# best way to go????



## aef (Sep 20, 2010)

With a 20 gallon tank what do you think would be the best way to go? tiger barbs or cichlids? I know there are some dwarf cichlids, but would my 20 gallon tank be too small for them. Your thoughts on this would be greatly appreciated.......


----------



## mk4gti (Jun 15, 2010)

I think that tiger barbs are too big for a 20 gallon. Yes they wont break the 1 inch of fish per gallon rule but they are agressive and with only 20 gallons they are gonna catch eachother and stress the weakers ones out. I never had success with tiger barbs in my 20 gallon but in my 90 gallon they are awsome. My 20 gallon has cherry barbs, they are smaller, very colorful and much much less agressive.


----------



## aef (Sep 20, 2010)

okay cherry barbs sounds good. what can you put with them that are compatiable? I've always had bigger tanks, but now our space is limited and I had to set up something smaller. Hope I can find some pretty fish that we can enjoy..........thanks for your help mk


----------



## mk4gti (Jun 15, 2010)

any tetra that stays small and some corys, maybe an oto and some ghost/cherry shrimp


----------



## archer772 (Nov 8, 2008)

I know you said 20 gallon but is it 30" or 24" long. I would think you could put some corie cats and maybe a pair of dwarf gourami's.


----------



## snail (Aug 6, 2010)

Plenty of plants and decorations can help with more agressive fish like tiger barbs but I think cherry barbs would be nice too.


----------



## aef (Sep 20, 2010)

snail said:


> Plenty of plants and decorations can help with more agressive fish like tiger barbs but I think cherry barbs would be nice too.
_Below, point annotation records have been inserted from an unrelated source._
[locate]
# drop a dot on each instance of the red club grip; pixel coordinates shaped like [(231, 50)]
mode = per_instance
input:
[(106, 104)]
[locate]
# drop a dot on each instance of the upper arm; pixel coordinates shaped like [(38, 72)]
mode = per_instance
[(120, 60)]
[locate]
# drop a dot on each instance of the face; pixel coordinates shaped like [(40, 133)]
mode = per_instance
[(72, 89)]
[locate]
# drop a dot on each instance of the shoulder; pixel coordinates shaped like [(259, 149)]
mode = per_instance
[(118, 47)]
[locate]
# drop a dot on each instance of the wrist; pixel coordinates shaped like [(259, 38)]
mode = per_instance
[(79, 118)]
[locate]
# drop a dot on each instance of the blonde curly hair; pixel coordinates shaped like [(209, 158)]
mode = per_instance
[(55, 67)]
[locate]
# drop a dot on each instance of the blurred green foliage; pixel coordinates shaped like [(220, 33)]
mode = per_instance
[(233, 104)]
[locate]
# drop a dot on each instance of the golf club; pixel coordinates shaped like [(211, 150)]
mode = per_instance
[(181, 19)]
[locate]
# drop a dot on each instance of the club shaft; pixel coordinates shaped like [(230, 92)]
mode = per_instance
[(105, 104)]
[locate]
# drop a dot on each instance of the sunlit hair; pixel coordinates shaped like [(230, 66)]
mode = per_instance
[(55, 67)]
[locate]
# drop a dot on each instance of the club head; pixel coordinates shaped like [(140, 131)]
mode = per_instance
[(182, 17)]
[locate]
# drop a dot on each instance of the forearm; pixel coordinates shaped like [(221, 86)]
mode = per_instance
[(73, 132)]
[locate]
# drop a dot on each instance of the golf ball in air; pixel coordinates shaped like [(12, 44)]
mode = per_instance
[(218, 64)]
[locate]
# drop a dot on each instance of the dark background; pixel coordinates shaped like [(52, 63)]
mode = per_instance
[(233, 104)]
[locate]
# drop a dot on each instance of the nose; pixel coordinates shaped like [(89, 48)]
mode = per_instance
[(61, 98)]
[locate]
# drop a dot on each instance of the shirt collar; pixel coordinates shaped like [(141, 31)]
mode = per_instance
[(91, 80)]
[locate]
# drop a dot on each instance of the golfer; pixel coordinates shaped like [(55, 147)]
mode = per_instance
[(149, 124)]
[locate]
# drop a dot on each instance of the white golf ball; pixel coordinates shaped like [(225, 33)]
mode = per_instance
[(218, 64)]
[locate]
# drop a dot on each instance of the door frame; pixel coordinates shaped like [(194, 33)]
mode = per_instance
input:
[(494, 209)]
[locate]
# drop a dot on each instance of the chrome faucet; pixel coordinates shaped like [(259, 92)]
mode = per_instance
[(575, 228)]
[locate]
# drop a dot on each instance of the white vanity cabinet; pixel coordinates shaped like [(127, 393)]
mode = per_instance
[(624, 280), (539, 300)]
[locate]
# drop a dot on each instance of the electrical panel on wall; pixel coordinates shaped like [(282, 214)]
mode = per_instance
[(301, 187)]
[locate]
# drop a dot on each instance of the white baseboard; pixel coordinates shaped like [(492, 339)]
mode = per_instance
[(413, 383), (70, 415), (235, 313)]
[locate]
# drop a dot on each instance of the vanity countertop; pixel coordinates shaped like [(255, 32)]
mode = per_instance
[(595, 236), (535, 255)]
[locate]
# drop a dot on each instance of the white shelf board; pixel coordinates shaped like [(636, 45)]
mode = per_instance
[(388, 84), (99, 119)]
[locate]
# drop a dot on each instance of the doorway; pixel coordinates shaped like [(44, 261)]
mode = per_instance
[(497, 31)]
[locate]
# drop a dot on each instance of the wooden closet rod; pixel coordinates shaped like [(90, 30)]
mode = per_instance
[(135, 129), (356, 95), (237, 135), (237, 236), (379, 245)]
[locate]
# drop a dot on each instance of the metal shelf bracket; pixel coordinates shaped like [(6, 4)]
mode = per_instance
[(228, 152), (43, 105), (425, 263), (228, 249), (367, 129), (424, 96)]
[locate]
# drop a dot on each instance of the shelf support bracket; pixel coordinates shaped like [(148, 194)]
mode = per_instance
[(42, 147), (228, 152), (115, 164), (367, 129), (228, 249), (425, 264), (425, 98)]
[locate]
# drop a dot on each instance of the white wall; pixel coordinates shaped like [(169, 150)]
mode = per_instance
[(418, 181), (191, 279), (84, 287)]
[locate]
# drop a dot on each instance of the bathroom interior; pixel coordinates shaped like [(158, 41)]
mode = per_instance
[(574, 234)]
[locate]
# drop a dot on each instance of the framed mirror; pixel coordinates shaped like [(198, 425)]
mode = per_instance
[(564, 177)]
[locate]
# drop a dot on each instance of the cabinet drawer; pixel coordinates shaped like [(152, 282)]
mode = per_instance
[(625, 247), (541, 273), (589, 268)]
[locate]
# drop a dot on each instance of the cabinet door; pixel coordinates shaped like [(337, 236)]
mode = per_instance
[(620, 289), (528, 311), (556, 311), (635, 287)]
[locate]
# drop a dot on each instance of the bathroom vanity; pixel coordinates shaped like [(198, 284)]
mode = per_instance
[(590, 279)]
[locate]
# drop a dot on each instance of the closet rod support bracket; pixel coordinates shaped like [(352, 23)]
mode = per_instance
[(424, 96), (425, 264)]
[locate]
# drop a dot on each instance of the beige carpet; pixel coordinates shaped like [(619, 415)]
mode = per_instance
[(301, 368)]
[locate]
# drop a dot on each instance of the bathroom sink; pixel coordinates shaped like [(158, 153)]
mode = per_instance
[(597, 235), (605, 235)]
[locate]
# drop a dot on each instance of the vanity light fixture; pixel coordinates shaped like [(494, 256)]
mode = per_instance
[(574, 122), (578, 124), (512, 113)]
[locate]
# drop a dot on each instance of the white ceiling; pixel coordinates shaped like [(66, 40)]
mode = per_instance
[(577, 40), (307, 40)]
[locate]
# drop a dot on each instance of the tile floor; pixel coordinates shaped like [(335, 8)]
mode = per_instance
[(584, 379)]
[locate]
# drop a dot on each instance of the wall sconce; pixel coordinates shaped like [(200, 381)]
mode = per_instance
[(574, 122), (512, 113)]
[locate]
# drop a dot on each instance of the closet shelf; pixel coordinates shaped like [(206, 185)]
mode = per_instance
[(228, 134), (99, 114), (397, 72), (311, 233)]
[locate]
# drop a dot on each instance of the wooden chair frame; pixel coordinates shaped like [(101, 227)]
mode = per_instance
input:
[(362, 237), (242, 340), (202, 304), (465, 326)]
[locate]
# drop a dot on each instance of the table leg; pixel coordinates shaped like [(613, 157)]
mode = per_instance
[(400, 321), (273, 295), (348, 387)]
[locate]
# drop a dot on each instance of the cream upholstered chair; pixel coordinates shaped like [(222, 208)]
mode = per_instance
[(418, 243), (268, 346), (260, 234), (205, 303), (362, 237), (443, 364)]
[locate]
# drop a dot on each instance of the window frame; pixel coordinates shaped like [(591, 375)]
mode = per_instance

Thanks I will be sure to use alot of plants and include hiding places. How many barbs should I put in a 20 gallon tank? Can I mix the tiger barbs and the cherry barbs or will they injure one another? Sorry if I seem to be asking too many questions.:animated_fish_swimm


----------



## aef (Sep 20, 2010)

mk4gti said:


> I think that tiger barbs are too big for a 20 gallon. Yes they wont break the 1 inch of fish per gallon rule but they are agressive and with only 20 gallons they are gonna catch eachother and stress the weakers ones out. I never had success with tiger barbs in my 20 gallon but in my 90 gallon they are awsome. My 20 gallon has cherry barbs, they are smaller, very colorful and much much less agressive.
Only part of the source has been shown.